Sabine Seymour is a designer, author, entrepreneur, and researcher, known for her work in fashionable technology and design. She is the director of the Fashionable Technology Lab and Assistant Professor of Fashionable Technology at Parsons the New School for Design. Seymour is the founder of Moondial Inc., a consulting company specializing in the integration of technology and fabrics.

Education
Seymour received a PhD and MSc in Social and Economic Sciences from the Vienna University of Economics and Columbia University in New York, and a MPS in Interactive Telecommunications from New York University.

Research
Seymour is the Director of the Fashionable Technology Lab at Parsons The New School for Design and Assistant Professor in Fashionable technology. She is an editorial review board member of the International Journal of Mobile Human Computer Interaction and chairs the Rockefeller Foundation Grant–funded project Computational Fashion at Eyebeam Art+Technology Center, New York. Seymour has received numerous grants and awards, including the Michael Kalil Endowment for Smart Design Fellowship.

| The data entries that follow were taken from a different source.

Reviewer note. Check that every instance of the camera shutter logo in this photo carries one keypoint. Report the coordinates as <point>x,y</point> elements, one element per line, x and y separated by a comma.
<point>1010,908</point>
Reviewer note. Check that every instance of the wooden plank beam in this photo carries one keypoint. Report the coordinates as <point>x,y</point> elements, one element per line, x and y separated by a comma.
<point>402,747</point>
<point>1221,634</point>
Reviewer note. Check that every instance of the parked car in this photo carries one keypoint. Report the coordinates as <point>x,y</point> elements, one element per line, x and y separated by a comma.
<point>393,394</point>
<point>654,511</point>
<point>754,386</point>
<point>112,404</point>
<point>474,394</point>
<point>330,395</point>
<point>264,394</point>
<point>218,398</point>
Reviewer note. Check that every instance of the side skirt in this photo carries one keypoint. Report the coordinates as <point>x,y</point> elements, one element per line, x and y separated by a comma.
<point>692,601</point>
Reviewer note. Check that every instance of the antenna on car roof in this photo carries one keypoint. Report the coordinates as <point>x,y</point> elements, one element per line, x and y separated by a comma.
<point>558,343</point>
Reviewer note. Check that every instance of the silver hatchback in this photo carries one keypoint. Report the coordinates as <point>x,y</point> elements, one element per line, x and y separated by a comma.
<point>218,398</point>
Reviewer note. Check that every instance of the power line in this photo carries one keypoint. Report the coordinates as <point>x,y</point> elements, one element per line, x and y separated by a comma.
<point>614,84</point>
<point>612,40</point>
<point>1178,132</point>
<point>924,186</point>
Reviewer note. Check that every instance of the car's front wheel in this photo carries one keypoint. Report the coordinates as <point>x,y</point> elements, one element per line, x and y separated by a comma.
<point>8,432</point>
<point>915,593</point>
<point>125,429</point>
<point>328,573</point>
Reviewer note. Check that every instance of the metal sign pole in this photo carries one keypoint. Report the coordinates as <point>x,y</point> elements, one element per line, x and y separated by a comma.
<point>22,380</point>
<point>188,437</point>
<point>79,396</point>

Seymour has published Fashionable Technology: The Intersection of Design, Fashion, Science, and Technology (Springer, 2008) and Functional Aesthetics: Visions in Fashionable Technology (Springer, 2010).

Seymour was previously a design co-chair for ISWC and a jury member for the Prix Ars Electronica, a visiting researcher for Computational Cellulose at Aalto University, Helsinki, a curator of the MAK Fashion Lab at the Museum of Applied Arts, Vienna, a co-director of the research project BODYMetaphor at the New School, New York, and a steering committee member for Zero Power Smart Fashion, New York.

Entrepreneurship
Seymour is the founder of Moondial Inc., a consulting firm that focuses on intelligent clothing, concepts and creative direction for online or networked environments, strategies for the integration of wireless technologies in clothing and equipment, go-to-market strategies for wearable products, and trend scouting. Moondial works for clients such as Motorola, Johnson Controls, Intel, and North Face.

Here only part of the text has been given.